The internet and the democratizaiton of the tools of creation, has had effects on all areas of expression. Visually, the proliferation of design blogs and designers is a testament to people’s desire to make the world a more attractive place. In some shape or form, we are all designers today. We craft our online representation of ourselves. But the digital realm has also been a great repository for the written word. From the haiku-like grace of a well-crafted 140 character tweet, to lugubrious rants on popular blogs, to incoherent comments at the bottom of interesting articles, we are all readers and all writers today.

So what does the future of the publishing industry look like? Well, shortly befor the fanfare surrounding the Kindle Fire launch last week, it would seem that sales of ebooks have been reassuringly robust. Contrarily to record labels in the music industry, I’m pretty sure there will always be a central place for publishers in the world of literature. Their role will evolve, undoubtedly, bit it will remain critical. While you can bang out a track in a few hours using Garage Band with a few mates, the process of crafting a novel or major work of non-fiction requires proofreaders, editors and designers. The end product is very rarely the same as the initial manuscript.

Even some authors who found success self-publishing their own e-books have now takingup deals with major publishing houses, because they couldn’t cope with all the processes that went together with being a successful writer. Plus, writers don’t have a way to make money
from the equivalent of concerts. They have to sell books to make a living.

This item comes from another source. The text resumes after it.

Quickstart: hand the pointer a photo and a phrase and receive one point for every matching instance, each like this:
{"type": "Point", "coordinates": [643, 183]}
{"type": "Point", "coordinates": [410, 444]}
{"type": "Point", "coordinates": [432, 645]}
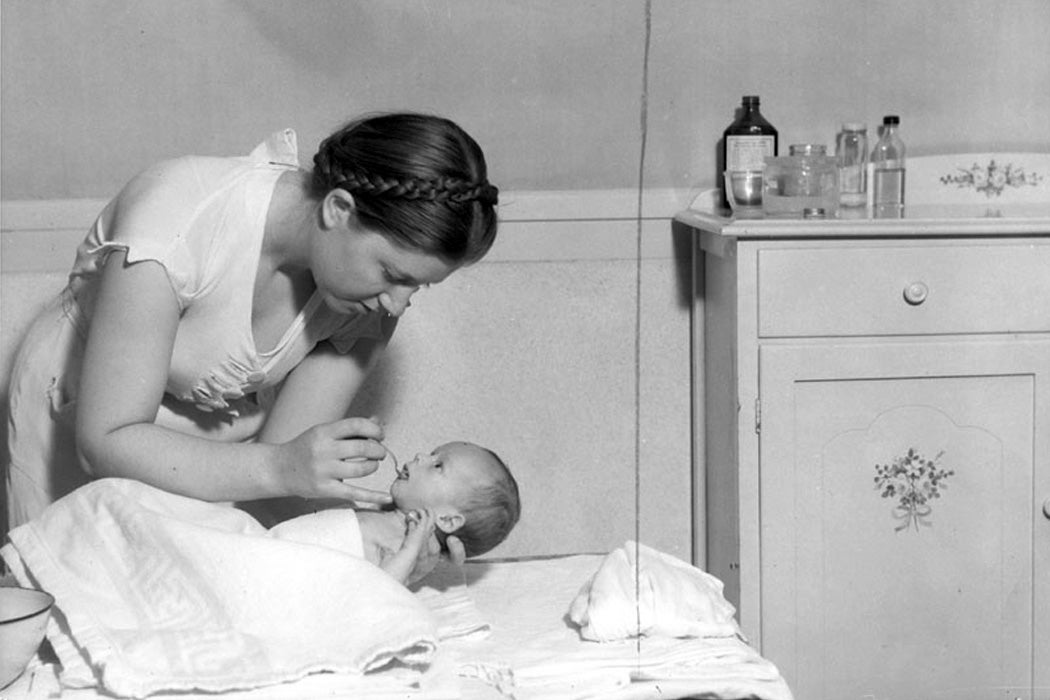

Publishing will probably head towards a hybrid model. A model that associates digital and print. Some books I can see as being exclusively digital, such as hefty textbooks or travel guides. Or Tablets for Dummies. There are already companies such as Kno, who have tapped into the lucrative textbook market. And they’ll also be helping conserve the spines of generations of future students that wont have to lug 10 kilo textbooks around with them anymore, but still have functionality such as highlighting and margin notes.

But some books people will still want to receive in physical form, which explains the robustness of sales of hardbacks. Items like the Kindle Fire help in creating this dual environment. They provide interesting price-points and cloud-based storage. This can be ideal for the types of books people will want to consume digitally. One drawback is probably the fact it ties you in to Amazon, one company, whereas I think people tend to strive for a more cross-platform solutions that work on a multitude of devices.

In conclusion, sales of ebooks should continue to increase for the foreseeable future, since the practicality for both reader and publisher is undeniable. But books as physical objects will remain, they will stock bookshelves and continue to give warmth and character to peoples lives and homes. The hybrid model could mean that when you go online to order the latest novel in hardback by your favourite novelist, you’ll immediately receive the ebook on your device, then you’ll receive the hardback in the post a few days later to enjoy a dual experience. That’s a future I can live with.